CheckFree Corp. reaffirmed its position as the leading financial provider of electronic commerce products and services after reporting favorable earnings last week for its fiscal 2001, but analysts and investors remained worried about the economy’s effect on its growth.

CheckFree topped analysts’ estimates, reporting a pro forma loss of $800,000, or 1 cent a share, for its fourth quarter, ended June 30, compared with a loss of $3.3 million, or 6 cents a share, a year earlier.

For fiscal 2001, the pro forma loss was $14.8 million, compared with the fiscal 2000 loss of $10.3 million. And the per-share loss narrowed slightly, to 18 cents a share, from 19 cents.

Analysts had estimated a loss of 2 cents for the fourth quarter and 20 cents for the fiscal year, according to Thomson Financial/First Call. Norcross, Ga.-based CheckFree reported revenue of $121.8 million for the fourth quarter, a 38% increase, and full-year revenue of $433.3 million, a 40% rise.

The 20-year-old electronic billing and payment vendor in April had estimated fourth-quarter revenue at $116 million to $121 million.

“The significant gains we made across each of our divisions this fiscal year should enable us to meaningfully extend our leadership in each market we serve,” Pete Kight, CheckFree’s chairman and chief executive officer, said in a conference call after the company reported the results Tuesday, “as well as to deliver more of our top-line growth to the bottom line in fiscal 2002.”

Although the results exceeded expectations, analysts responded with caution.

“They clearly have market share and really built a nice system,” said David Easthope, an analyst at Friedman Billings Ramsey & Co. “The question is, are consumers going to flock to this product? And the issue is, how big is the market going to be?”

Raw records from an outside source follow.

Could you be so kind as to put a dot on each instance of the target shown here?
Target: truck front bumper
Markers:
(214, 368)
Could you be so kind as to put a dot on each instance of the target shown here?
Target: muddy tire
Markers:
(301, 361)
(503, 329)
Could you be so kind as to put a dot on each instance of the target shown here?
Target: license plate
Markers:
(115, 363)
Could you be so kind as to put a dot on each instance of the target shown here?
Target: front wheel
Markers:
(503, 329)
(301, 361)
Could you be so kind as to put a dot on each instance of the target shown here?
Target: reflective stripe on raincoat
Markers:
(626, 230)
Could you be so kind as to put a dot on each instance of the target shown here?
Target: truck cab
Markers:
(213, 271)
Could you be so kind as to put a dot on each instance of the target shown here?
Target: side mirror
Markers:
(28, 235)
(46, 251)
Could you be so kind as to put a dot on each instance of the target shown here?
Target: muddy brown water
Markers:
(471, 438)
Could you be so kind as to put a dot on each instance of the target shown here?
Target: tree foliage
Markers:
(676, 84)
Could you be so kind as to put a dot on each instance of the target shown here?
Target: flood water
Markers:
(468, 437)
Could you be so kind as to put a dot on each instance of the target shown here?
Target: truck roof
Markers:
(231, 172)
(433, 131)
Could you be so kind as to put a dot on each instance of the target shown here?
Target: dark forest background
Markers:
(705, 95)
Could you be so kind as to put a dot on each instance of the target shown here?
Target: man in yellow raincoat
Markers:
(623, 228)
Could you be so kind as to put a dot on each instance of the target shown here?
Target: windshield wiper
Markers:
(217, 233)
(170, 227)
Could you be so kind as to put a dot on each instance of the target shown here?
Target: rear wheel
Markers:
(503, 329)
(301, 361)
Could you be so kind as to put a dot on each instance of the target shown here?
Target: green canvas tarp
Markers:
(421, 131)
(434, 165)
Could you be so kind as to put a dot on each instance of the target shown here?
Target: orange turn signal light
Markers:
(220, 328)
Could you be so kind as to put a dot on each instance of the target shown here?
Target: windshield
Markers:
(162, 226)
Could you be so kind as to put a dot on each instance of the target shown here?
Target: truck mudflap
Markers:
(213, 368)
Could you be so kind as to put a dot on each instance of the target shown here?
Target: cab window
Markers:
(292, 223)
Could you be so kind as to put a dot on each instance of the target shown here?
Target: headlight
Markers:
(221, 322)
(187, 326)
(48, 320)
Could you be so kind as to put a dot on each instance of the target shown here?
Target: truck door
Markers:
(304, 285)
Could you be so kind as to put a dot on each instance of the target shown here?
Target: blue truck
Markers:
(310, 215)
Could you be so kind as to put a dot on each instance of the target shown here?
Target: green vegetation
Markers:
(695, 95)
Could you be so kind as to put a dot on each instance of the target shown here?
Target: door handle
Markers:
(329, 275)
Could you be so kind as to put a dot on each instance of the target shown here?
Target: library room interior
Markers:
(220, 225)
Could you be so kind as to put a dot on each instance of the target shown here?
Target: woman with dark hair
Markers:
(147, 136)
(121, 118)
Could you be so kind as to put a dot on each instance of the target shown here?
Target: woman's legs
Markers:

On Wednesday, CheckFree’s stock plummeted 11.4%, to $26.29 a share on the Nasdaq market, as a number of firms — Merrill Lynch & Co., ABN Amro, and FleetBoston’s Robertson Stephens — downgraded the stock. Shares reached their 52-week low of $24.06 in April.

On Friday CheckFree shares fell a further 5.9%, to close at $24.42. In a research note, Merrill downgraded CheckFree to “neutral” from “accumulate” and reduced its 2002 earnings estimate to 8 cents, from 17.

Mr. Easthope also cut his first-quarter 2002 revenue estimate by $3 million, to $119 million. “The reason why our forecast came down was the revenue growth,” he said.

CheckFree is not offering anything beyond what it previously promised and analysts thought the company’s numbers were conservative to begin with, he said: “People had higher hopes.”

On a positive note, Mr. Easthope said, for the first time CheckFree’s electronic commerce division did not post a loss.

CheckFree’s e-commerce division reported fourth-quarter revenue of $84.3 million, up 42% from a year earlier, and pro forma operating profit of $374,000, compared with a loss of $4.8 million in fourth-quarter 2000. For the full year, the division posted revenue of $301.5 million, a 41% gain from the $213.4 million in fiscal 2000, and a pro forma operating loss of $13.1 million, compared with $18.2 million the previous year.

“That’s a good sign; that is what investors want to see,” Mr. Easthope said. “The crown jewel of this company is its e-commerce division.”